Usai pengambilan surat tersebut Arini menemaniku berjalan menuju warung Mak Paring, tempat yang biasa kami gunakan untuk menunggu Bus ketika mau pulang. Di jalanan sekitar sudah tampak sepi dari anak-anak yang tadi mengambil surat kelulusan di Masjid. “Bilang saja padanya Nid, kalau kamu tu tidak suka dipanggil seperti itu” Desak Arini, sementara aku diam dan sesekali menoleh padanya. Hanya suara langkah sepatuku yang bersaing dengan bunyi tak-tuk suara sepatu Arini yang seolah saling berbicara. “Alasan karena kebiasaan sewaktu kecil bukanlah sesuatu yang logis untuk diterima. Aku sendiripun juga pasti akan sangat marah kalau dipanggil dengan nama seperti itu, wong nama bagus-bagus Nidya Anggraini kok diganti kepiting” Arini terus berusaha menghiburku. Dalam pikiranku timbul sebuah pertanyaan apakah saya memang layak dipanggil jari kepiting?

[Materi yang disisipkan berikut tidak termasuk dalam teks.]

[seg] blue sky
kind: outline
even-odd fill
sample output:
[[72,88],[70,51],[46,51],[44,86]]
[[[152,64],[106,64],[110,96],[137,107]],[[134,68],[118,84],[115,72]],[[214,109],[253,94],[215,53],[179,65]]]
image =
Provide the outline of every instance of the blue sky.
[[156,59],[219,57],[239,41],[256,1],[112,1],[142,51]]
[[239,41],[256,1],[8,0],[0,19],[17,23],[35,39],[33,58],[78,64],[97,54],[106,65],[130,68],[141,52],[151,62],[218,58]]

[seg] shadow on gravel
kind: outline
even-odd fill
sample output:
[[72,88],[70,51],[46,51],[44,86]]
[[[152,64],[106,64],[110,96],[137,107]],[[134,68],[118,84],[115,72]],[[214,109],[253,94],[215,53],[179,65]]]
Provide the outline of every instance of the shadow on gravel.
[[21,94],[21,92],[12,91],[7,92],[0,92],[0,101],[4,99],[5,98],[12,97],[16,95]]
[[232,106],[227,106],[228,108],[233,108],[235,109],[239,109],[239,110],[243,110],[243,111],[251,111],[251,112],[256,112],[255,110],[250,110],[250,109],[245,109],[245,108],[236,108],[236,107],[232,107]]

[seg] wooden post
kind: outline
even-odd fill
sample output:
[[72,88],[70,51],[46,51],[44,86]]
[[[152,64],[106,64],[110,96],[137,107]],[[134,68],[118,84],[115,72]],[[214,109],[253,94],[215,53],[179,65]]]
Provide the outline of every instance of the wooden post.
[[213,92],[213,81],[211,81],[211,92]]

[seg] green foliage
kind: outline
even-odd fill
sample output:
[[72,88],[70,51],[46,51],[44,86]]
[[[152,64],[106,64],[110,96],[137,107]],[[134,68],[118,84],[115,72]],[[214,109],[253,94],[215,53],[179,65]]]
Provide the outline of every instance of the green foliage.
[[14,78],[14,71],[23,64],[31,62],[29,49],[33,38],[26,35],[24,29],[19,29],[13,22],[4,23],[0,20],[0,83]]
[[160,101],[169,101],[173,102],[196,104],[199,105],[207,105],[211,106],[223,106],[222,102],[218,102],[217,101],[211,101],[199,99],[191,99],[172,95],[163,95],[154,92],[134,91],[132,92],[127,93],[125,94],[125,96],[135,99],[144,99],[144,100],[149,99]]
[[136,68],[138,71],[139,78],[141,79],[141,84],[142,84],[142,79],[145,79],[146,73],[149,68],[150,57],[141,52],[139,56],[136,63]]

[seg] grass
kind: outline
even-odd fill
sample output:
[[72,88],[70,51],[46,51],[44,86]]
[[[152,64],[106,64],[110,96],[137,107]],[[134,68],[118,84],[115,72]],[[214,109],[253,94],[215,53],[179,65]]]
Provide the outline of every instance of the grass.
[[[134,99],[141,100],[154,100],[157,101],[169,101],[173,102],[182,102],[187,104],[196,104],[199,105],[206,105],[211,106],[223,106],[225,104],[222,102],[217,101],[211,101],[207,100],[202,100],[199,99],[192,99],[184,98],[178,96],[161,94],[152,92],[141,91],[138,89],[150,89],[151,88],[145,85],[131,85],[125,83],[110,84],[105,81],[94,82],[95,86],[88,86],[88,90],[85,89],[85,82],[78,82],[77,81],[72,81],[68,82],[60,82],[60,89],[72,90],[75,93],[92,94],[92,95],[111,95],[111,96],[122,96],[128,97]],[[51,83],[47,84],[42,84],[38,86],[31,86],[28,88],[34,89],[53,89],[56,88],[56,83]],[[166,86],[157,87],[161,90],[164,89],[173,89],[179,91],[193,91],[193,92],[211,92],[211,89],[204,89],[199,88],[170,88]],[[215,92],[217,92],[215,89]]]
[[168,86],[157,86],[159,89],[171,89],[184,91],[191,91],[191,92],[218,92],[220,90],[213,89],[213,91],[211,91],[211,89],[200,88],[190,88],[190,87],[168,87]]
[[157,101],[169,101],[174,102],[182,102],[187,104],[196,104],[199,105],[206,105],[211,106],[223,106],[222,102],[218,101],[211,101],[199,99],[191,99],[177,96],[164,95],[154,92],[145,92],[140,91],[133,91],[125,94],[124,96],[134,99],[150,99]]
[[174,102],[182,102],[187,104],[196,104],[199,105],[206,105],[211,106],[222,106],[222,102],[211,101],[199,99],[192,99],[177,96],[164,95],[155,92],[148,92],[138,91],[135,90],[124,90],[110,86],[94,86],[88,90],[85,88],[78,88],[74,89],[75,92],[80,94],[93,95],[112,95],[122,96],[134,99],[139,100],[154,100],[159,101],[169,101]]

Sore menjelang Maghrib aku sampai di rumah. “Assalamualaikum” “Wa’alaikumsalam, gimana nduk lulus to?” Tanya Ibu sambil menutup buku yang dari tadi beliau baca dan kemudian berjalan kepadaku. “Iya Buk, Alhamdulillah” Jawabku.  “Alhamdulillah, tidak sia-sia sepanjang malam kamu belajar nduk, lah dapat peringkat berapa, pertama lagi kah kayak di kelas dua?” Ibuk bertanya sambil mengusap-usap rambutku. “Belum dikasih tahu sama guru Buk, wong nilainya saja belum tahu, cuma surat pemberitahuan kelulusan. Buk, Nidya ingin bertanya, boleh? Ini tentang pertanyaan yang kemarin Buk” Ibu cepat mendekat dan memeluk erat diriku. Hangat, damai, dan tenang kurasakan, “Nduk, tidak usah percaya apa yang dikatakan Ibunya Arini, tidak ada hubungannya antara Bapak membunuh yuyu dengan itu semua. Itu murni adalah ketetapan Allah nduk. Segala ketetapan Allah itu pasti yang terbaik untuk manusia”. “Tapi tidak hanya Ibunya Arini Buk, hampir semua tetangga disini bilang seperti itu” Balasku tak mau kalah.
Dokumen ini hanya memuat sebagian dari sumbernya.